Your parking spot is based on the first 3 digits of your student ID number.
What problem can occur? If you received your social security number (student ID) in Maryland, the first three digits of your student ID is likely to be in the low 200's.
Thus, there's a much higher chance someone will be in your parking spot. There's also a chance that parking spots numbered in the 900's might be mostly empty since few students may have student IDs with the first 3 digits in that range.
This is basically the direct-mapped scheme. The advantages of this scheme are that it's simple to find your parking spot. It can only be in one location.
How do we decide which slot the cache line associated with address A31-0 should go into?
Here's how we do it:
Since we have 128 slots, we need to specify which one slot we need the cache line to go in.
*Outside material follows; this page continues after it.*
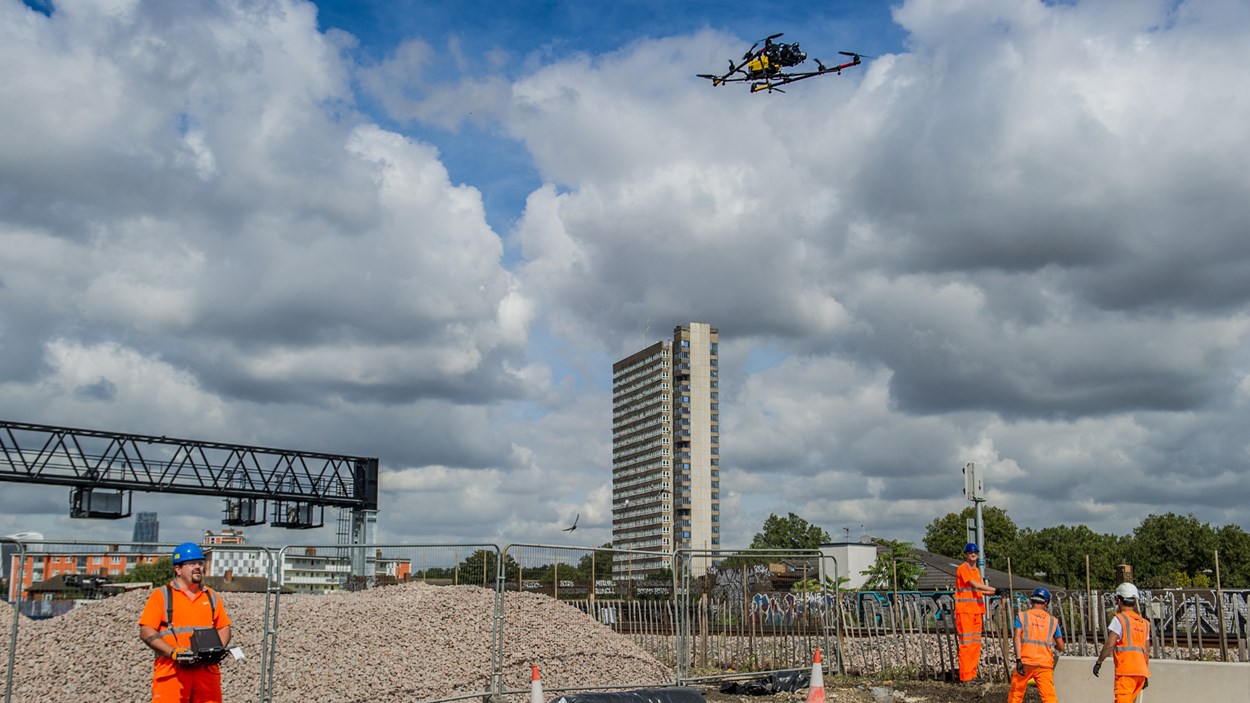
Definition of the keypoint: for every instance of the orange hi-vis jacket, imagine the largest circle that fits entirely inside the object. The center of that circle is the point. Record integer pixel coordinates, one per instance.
(1036, 634)
(1130, 652)
(204, 609)
(966, 598)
This requires lg 128 = 7 bits. Where do we get the bits from? Directly from the address itself.
Bits A4-0 is still the offset. The slot number are the next 7 bits, Bits A11-5. The remaining bits, A31-12 is the tag.
Unlike a hash table, we do not resolve such collisions by finding the next free slot. Instead, we overwrite the value in the slot.
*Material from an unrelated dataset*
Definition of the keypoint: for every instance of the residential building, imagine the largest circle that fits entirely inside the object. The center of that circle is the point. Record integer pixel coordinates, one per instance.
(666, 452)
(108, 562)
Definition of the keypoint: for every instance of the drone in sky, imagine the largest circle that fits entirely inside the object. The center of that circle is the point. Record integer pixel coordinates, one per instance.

Just think of the parking lot analogy. A direct mapped scheme works poorly if many students have permits for the same spot, while other spots have very few permits.
The data you have might simply map to the same slot, and you could have cache lines going in and out all the time.
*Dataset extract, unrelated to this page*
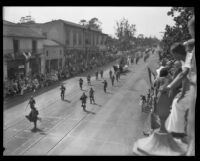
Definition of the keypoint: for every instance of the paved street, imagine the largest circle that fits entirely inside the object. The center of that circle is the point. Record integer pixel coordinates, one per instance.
(110, 127)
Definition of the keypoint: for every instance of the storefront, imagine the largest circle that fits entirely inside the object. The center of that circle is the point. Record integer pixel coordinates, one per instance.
(15, 68)
(35, 65)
If the data isn't in the slot, it's obvious that this is the slot to get evicted.
The problem with picking the high bits is that data and program tend to occupy a small section of memory. Because of that, they tend to share the same high bits.
This isn't so surprising. Consider a 10,000 page book, where each page has 5 digits (thus, there are pages 03401 and pages 00023). Grab any 100 consecutive pages, and the top two digits are highly like to be the same.
This can happen with data too. All the data will have very similar high bits. You want the bits as low as possible, so you get enough variation so that data can go into each slot with equal likelihood (so you hope).
You can't pick the low bits, because you need them to serve as the offset.
The scheme can suffer from many addresses "colliding" to the same slot, thus causing the cache line to be repeatedly evicted, even though there may be empty slots that aren't being used, or being used with less frequency.